I found this new work by Sepetys to be engaging from the get-go; Josie is a strong, smart, character with lots of "moxie."  Many of the more minor characters, especially her friend who is a closeted homosexual, are also appealing.  Sepetys portrays the 1950's as a world of secrets, where everyone is part of the New Orleans Mardi Gras, wearing a mask that disguises who they really are.  One aspect of the novel which did bother me is that the world of the prostitutes at the whorehouse seemed to be somewhat prettified; although Josie's mother is an extremely unlikeable character, the other girls at the house who play more minor roles seem to be more stereotyped.  The gangsters, also, seem like stock characters.  However, I enjoyed the fact that the story is not predictable, a fault I often find with teen novels.
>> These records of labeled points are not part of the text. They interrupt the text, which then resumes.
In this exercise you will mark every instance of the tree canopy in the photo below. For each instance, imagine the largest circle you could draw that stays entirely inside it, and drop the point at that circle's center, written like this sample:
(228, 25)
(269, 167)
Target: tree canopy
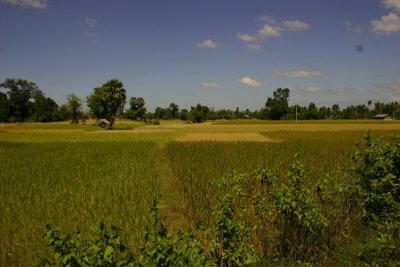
(277, 106)
(107, 101)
This novel, despite its setting in the underworld of New Orleans, does not have gratuitous sex or violence, and could be read by middle school students as well as high school.  While Out of the Easy did not engage me emotionally in the same way that Sepetys' earlier novel, Between Shades of Gray, did, it is a skillfully crafted novel that is well worth reading for its compelling main character and its well realized setting.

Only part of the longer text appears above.